Where the Court makes an Order to impose an agreement under Para 19, it can also make an order (see Paras 24 and 83) for the operator to pay the site owner compensation for any loss or damage that has/will be sustained as a result of the Court imposing an agreement and/or in the case of removal of apparatus.

Compensation can include (para 83(2)):

  1. "Expenses (including reasonable legal and valuation expenses, subject to the provisions of any enactment about the powers of the court by whom the order is made to award costs or, in Scotland, expenses)
  2. Diminution in the value of the land
  3. Costs of reinstatement"

Such valuation will be assessed on the same basis as compensation for compulsory purchase under the Land Compensation Acts.

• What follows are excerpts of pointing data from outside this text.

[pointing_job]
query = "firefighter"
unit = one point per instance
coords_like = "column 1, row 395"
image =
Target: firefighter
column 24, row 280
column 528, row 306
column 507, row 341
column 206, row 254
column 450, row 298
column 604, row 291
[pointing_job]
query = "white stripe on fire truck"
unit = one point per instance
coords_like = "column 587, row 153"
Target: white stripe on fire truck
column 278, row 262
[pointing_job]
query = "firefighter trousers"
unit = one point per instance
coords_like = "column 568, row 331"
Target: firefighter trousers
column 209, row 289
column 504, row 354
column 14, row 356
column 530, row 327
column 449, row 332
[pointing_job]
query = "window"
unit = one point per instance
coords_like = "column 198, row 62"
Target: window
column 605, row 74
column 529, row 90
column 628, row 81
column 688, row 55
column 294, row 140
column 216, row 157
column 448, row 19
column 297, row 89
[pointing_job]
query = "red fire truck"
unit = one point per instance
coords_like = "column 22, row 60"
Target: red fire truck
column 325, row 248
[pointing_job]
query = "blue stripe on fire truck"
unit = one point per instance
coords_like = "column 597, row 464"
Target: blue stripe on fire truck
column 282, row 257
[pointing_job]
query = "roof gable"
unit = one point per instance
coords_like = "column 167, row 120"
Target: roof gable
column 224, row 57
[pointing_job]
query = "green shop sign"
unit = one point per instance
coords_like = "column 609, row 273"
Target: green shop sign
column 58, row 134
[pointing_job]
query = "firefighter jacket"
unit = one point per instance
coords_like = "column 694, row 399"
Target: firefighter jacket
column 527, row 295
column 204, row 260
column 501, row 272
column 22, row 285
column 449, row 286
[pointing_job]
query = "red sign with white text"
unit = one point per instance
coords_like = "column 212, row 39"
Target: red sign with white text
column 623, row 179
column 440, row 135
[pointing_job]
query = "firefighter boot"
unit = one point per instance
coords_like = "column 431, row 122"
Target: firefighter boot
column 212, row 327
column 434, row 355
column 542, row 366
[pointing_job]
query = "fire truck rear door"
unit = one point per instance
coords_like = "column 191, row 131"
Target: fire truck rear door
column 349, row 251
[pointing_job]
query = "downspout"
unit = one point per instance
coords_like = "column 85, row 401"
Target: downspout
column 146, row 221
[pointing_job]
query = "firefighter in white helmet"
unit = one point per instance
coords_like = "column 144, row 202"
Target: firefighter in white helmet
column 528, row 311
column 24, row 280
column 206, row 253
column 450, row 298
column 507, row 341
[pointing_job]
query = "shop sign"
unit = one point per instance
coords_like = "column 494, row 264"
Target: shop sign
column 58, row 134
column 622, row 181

Under the Existing Code, parties face the potential complication of both renewal proceedings under the LTA 1954 Act as well as the exercise of the operator's rights under the Existing Code. The New Code goes some way to removing this uncertainty. Para 28 as drafted currently provides that the Code will not apply to a lease if:

  • "its primary purpose is not to grant code rights
  • it is a lease to which Part 2 of the Landlord and Tenant Act 1954 (security of tenure for business, professional and other tenants) applies."

It is also currently proposed that there be a consequential amendment to s43 of the LTA 1954 to provide that, where the primary purpose of the lease is to grant rights under the New Code, then automatically the LTA 1954 Act will not apply to that tenancy.

How may a person bring a code agreement to an end? – Paragraph 30

Where an agreement is one to which the New Code applies (a "Code Agreement"), Para 29 provides that when the Code Agreement comes to an end the operator may continue to exercise the rights under the Code Agreement and the site provider remains bound by those rights. Under Para 30, where a site owner wishes to terminate a Code Agreement, the site owner must give at least 18 months' notice from the date that the notice is served and state that the Code Agreement should come to an end on one of the following grounds:

  • Due to substantial breaches by the operator of its obligations under the agreement
  • Because of persistent delays by the operator in making payments to the site provider under the agreement
  • That the site provider intends to redevelop all or part of the land to which the Code Agreement relates, or any neighbouring land , and could not reasonably do so unless the Code Agreement comes to an end
  • That the test under Para 20 for the imposition of the agreement on the site provider is not met

Under Para 31, the operator is entitled to serve a counter-notice within 3 months of receipt of a notice under Para 30 and then within 3 months of the date when the counter-notice is served can apply to Court.

Schedule 2 of the New Code sets out the transitional provisions. A subsisting agreement under the Existing Code will, after the New Code comes into effect, take effect as an agreement under the New Code but subject to the modifications set out in Schedule 2. For example:

  • Part 3 of the New Code (assignment of code rights and upgrading and sharing apparatus) does not apply in relation to a subsisting agreement
  • Part 5 of the New Code (termination and modification of agreements) does not apply to a subsisting agreement if:
    • it is a lease to which the LTA 1954 Act applies and the lease has not been contracted out
    • the primary intention is not to grant code rights and there is an agreement under s38 LTA 1954 to contract the lease out.

Some commentators have suggested that the changes in the New Code, as currently drafted, are not radical enough. However, there will clearly be some significant changes including in relation to:

  • Rights to assign, upgrade or share apparatus
  • Valuation of consideration
  • Application of the 1954 Act/the New Code and Termination.

The New Code will almost certainly be an improvement on the Existing Code. However, it remains to be seen whether it will deliver the Minister of State for Culture and the Digital Economy's vision that: "property owners will be fairly compensated for use of their land, but also explicitly acknowledge the economic value for all of society created from investment in digital infrastructure. In this respect it will put digital communications infrastructure on a similar regime to utilities like electricity and water."